The specific process of Kalman filtering is as follows:
State prediction:
in the prediction stage, kalman filtering is estimated according to the last system state posterior And a state transition matrix F to obtain a priori estimate/>, of the system state at the current timeCalculating a priori estimated error covariance matrix/>, at the current moment, according to the posterior estimated state covariance matrix P k-1 and the process noise covariance matrix Q k-1 at the previous moment The size of (3) represents/>Reliability of,/>Smaller represents/>The higher the reliability of (c).
Measurement update:
After obtaining the Kalman filtering gain K k at the current moment, estimating a vector prior to the system state according to the observation vector Z k at the current moment Correcting to obtain posterior estimation vector/>, of system state at current momentR k is the measurement noise covariance matrix.
(2) Real-time estimation of intermittent tracking and observation noise
Based on the characteristic of intermittent broadcasting of the 5G signals, coherent integration calculation is carried out in the time of the signals, and the discriminator is utilized to obtain observables.
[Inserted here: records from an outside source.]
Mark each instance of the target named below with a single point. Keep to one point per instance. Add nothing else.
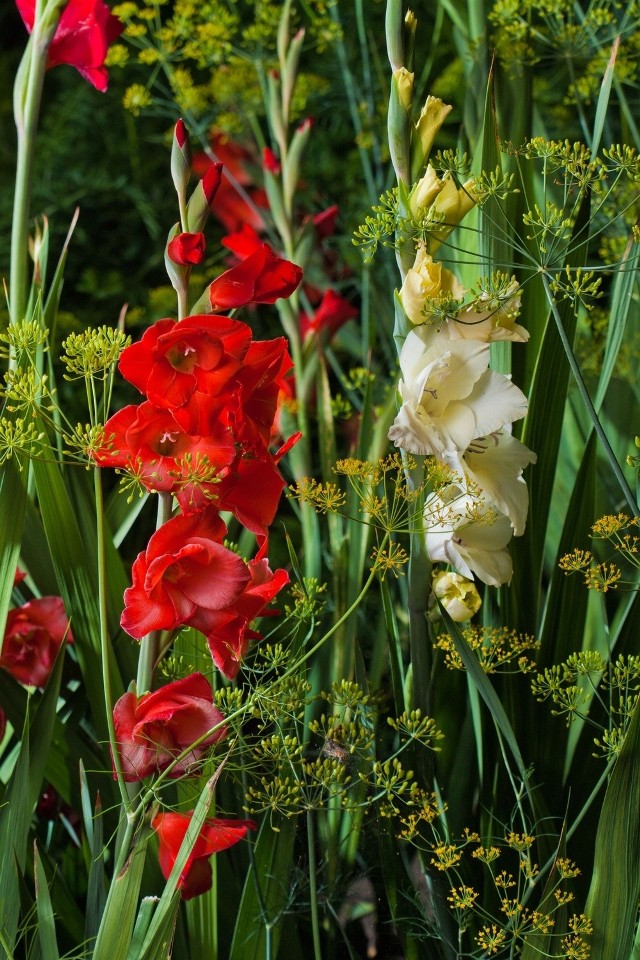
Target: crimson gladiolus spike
(187, 249)
(82, 37)
(181, 159)
(216, 835)
(270, 162)
(202, 197)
And in the time of the next signal transmission, adopting state prediction, and initializing the generation of the local signal by using the last observation result. Fig. 6 shows state prediction based discontinuity tracking, where "on" indicates the duration of the signal and "off" indicates no signal is transmitted. Further, to improve the reference signal resource utilization, methods for combining PRS and CSIRS for tracking are presented herein. That is, unlike the manner of using a single port to transmit PRS to realize ranging specified in the protocol, the reference signal association is that the CSIRS and PRS are used to generate the same sequence, that is, the time domain and frequency domain characteristics are the same, and the sequence itself has good correlation characteristics only when the reference signal association is transmitted at different antenna ports. The joint mode is divided into 2 types, one is that the frequency domains are independent, namely, PRS and CSIRS occupy different subcarriers respectively on the same OFDM symbol, and the number of available subcarriers is increased. Another case is time-domain independence, i.e., PRS and CSIRS are transmitted on different OFDM symbols of the same slot, respectively, increasing the available reference signals to increase the duty cycle of the signals.
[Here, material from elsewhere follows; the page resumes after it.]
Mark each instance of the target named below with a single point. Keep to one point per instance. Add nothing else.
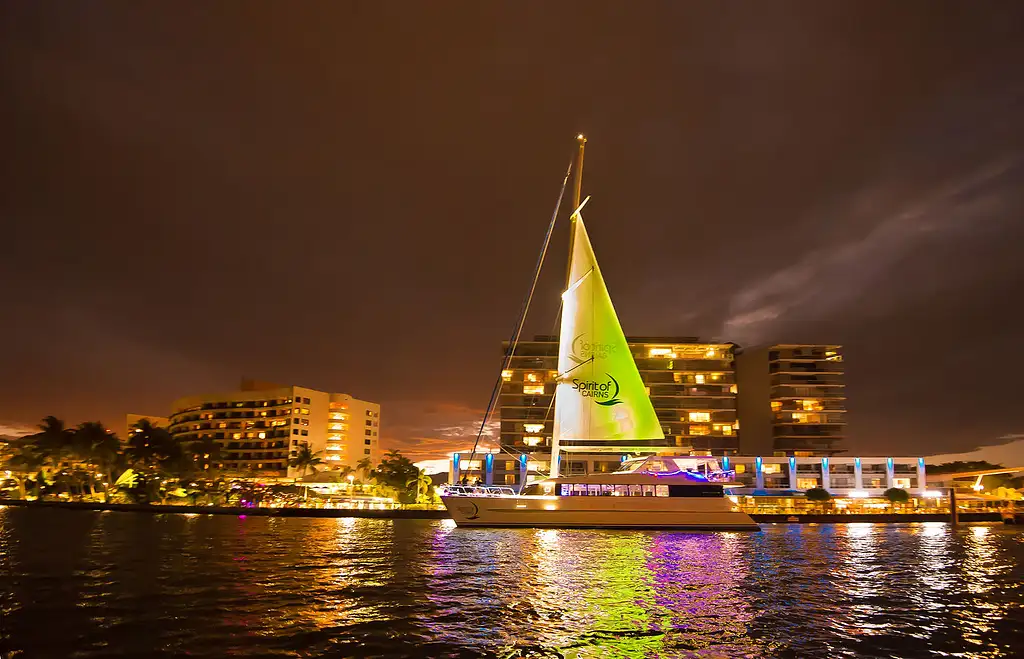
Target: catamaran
(601, 404)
Because the last tracking result is adopted for initialization during each tracking, the tracking loop needs to minimize the prediction error as much as possible, and therefore, the section estimates and corrects the noise in the tracking process in real time. When the measurement noise covariance matrix R k becomes large, K k becomes small, resulting in a state correctionSmaller, posterior estimation/>Results are more biased towards a priori estimates/>Similarly, when the excess Cheng Zaosheng covariance matrix Q k-1 becomes larger,/>The corresponding K k becomes larger, resulting in a closer posterior estimation to the correction term. From this, the final state quantity of the Kalman filtering is closely related to R k and Q k-1, and the two are considered to be fixed in the traditional filtering model, and parameters which can accurately reflect the motion process and noise statistics of the receiver are adopted [18]. In each state prediction and measurement updating process, the observed noise is estimated and corrected in real time according to the signal carrier-to-noise ratio and the measurement residual error, and the Kalman filtering gain is dynamically adjusted.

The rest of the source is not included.